Na noite em que pudemos assistir, pela televisão, ao discurso e ao espetáculo - com aspetos grotescos - da apresentação de recandidatura de Donald Trump à presidência dos Estados Unidos da América, tive a sorte de em seguida apanhar, num outro canal, uma excelente entrevista de Lídia Jorge, em que esta lúcida escritora portuguesa falou de realidades que marcam hoje a sociedade. Lídia Jorge constatava que em vários países se estão a eleger dirigentes políticos que se posicionam não como líderes comprometidos com valores democráticos, mas sim como chefes de manada.
As suas propostas programáticas assentam na identificação de pretensos inimigos (internos e externos) do povo que querem mobilizar, para transformarem este em manada organizada disposta a guerras com os outros. É uma lógica de sobrevivência ancestral, absolutamente prenhe de egoísmo, desrespeitadora da pluralidade cultural e dos direitos dos povos, da igualdade entre os seres humanos, da relação metabólica homem/sociedade/natureza que marcam a modernidade; um rumo muito perigoso despido de solidariedade, de tolerância, de partilha democrática. Diz a escritora que na atualidade qualquer cidadão atento ao que se passa à sua volta tem, todos os dias, pelo menos um momento em que fica a pensar poder0mos estar à beira de um enorme desastre bélico, pois é latente todo um potencial explosivo que pode rebentar a qualquer momento.

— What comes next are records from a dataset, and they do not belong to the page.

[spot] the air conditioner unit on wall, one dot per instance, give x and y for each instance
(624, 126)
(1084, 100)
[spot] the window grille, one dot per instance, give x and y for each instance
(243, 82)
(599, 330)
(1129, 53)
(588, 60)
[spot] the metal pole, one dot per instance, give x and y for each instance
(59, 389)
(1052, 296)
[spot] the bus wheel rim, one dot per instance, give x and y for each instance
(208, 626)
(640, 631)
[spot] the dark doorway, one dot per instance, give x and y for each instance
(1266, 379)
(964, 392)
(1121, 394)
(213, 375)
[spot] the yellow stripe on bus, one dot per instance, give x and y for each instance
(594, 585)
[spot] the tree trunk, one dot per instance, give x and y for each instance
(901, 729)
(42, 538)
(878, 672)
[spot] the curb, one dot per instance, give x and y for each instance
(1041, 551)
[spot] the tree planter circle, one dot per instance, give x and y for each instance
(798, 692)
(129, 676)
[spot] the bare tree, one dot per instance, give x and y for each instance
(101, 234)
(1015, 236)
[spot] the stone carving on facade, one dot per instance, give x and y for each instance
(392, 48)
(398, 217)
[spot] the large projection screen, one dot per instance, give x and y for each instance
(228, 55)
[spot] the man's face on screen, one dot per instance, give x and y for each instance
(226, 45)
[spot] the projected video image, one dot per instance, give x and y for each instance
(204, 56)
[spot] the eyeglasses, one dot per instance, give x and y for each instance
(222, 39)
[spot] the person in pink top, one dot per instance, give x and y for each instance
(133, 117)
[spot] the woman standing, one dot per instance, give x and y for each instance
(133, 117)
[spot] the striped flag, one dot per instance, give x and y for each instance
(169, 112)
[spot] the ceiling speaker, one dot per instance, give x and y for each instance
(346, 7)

Nos seus discursos para organizar a manada, Trump não olha a meios: diaboliza os imigrantes e os direitos específicos das mulheres e de minorias; a sua “América Grande” só existe no cenário de uma subjugação total dos interesses dos outros povos e países; as evidências da ciência são negadas e a imparcialidade da justiça é substituída pela cartilha da manada, que também serve para tornar verdade a mentira mais descarada. A expressão “a América primeiro” surge como desrespeito total da democracia. O inimigo externo são todos os países do mundo que não se submetam.
Bolsonaro e os seus estrategas ensaiam o mesmo no Brasil. Expressam de forma ainda mais viva o ódio contra os mais desprotegidos e contra os que deram a vida ou se sacrificaram pelas liberdades. É impressionante toda a urdidura feita para explorar contradições, para tirar racionalidade, espaço e condições de debate político. Bolsonaro simplesmente não discutiu com ninguém. A sua proposta residiu numa argamassa de mentiras e de negações vindas de múltiplos campos para se opor ao inimigo interno, identificado, no essencial, no PT e em Lula da Silva, mas alargado progressivamente a todos os defensores da democracia e ao Estado de Direito. O objetivo é fazer regredir o patamar de desenvolvimento da sociedade brasileira a favor dos mais privilegiados e incrementar aventuras fascistas e retrógradas internas e externas.
O governo italiano e em particular Matteo Salvini diaboliza os imigrantes e outros “inimigos” para criar e ampliar a manada que lhe possa propiciar perigosas aventuras. Quando vemos um corajoso jovem português sujeito a um julgamento que pretende atirá-lo para a cadeia por ter salvo inúmeros seres humanos, algo de muito podre está a desenvolver-se neste espaço europeu que também é o nosso.
Os povos não são manadas se derem efetividade à democracia.